On the number of generators of ideals defining Gorenstein Artin algebras with Hilbert function $ (1,n+1, 1+{n+1\choose 2},...,{n+1\choose 2}+1, n+1,1)$

TL;DR

This paper investigates the minimal number of generators of ideals defining Gorenstein Artin algebras with specific Hilbert functions, providing necessary conditions and characterizations for when such ideals are considered generic.

Contribution

It introduces necessary conditions for ideals to be generic in the context of Gorenstein Artin algebras and characterizes generic ideals in codimension four under certain assumptions.

Findings

Necessary conditions for genericity in terms of the defining polynomial F.

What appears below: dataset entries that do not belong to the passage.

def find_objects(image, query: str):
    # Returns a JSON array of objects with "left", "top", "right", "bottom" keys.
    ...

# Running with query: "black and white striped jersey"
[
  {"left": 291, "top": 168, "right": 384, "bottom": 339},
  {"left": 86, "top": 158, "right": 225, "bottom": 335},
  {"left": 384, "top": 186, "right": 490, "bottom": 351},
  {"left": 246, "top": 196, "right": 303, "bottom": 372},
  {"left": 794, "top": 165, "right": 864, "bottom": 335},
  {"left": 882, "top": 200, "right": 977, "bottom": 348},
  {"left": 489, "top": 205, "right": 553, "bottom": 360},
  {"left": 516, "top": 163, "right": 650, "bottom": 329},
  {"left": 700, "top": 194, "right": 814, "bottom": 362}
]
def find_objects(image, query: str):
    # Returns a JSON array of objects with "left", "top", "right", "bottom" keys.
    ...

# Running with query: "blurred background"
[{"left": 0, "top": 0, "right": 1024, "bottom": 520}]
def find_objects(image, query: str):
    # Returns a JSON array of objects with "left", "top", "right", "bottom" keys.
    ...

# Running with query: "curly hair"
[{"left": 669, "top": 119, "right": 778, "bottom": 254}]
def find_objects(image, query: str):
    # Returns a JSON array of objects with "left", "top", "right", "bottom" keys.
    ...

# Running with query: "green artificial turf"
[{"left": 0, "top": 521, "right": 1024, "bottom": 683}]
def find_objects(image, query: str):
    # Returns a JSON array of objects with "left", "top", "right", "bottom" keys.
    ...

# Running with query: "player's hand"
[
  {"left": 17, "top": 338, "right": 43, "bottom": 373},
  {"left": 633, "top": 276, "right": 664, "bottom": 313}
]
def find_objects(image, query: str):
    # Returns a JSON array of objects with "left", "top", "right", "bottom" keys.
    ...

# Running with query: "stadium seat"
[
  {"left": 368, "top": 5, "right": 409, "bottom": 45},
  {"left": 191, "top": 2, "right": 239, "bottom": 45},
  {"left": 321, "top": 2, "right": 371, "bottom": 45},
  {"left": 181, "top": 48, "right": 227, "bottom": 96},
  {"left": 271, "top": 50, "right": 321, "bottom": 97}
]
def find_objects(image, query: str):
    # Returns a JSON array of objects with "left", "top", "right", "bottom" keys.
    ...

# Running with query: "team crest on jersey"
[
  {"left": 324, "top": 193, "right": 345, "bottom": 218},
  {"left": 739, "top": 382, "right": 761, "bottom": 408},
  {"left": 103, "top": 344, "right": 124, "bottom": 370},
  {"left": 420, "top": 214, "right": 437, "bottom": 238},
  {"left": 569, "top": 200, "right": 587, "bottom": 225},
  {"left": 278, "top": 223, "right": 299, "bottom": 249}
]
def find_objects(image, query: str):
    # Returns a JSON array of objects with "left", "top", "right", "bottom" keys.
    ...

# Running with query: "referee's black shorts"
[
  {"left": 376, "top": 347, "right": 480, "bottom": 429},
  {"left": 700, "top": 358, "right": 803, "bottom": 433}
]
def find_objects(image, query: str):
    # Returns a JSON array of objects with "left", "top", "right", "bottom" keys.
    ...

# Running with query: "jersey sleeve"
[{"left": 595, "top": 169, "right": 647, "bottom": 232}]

A characterization of generic ideals in codimension four with additional assumptions.

Bounds on the minimal number of generators for these ideals.

Abstract

Let $R = k[w, x_1,..., x_n]/I$ be a graded Gorenstein Artin algebra . Then $I = \ann F$ for some $F$ in the divided power algebra $k_{DP}[W, X_1,..., X_n]$. If $RI_2$ is a height one idealgenerated by $n$ quadrics, then $I_2 \subset (w)$ after a possible change of variables. Let $J = I \cap k[x_1,..., x_n]$. Then $\mu(I) \le \mu(J)+n+1$ and $I$ is said to be generic if $\mu(I) = \mu(J) + n+1$. In this article we prove necessary conditions, in terms of $F$, for an ideal to be generic. With some extra assumptions on the exponents of terms of $F$, we obtain a characterization for $I = \ann F$ to be generic in codimension four.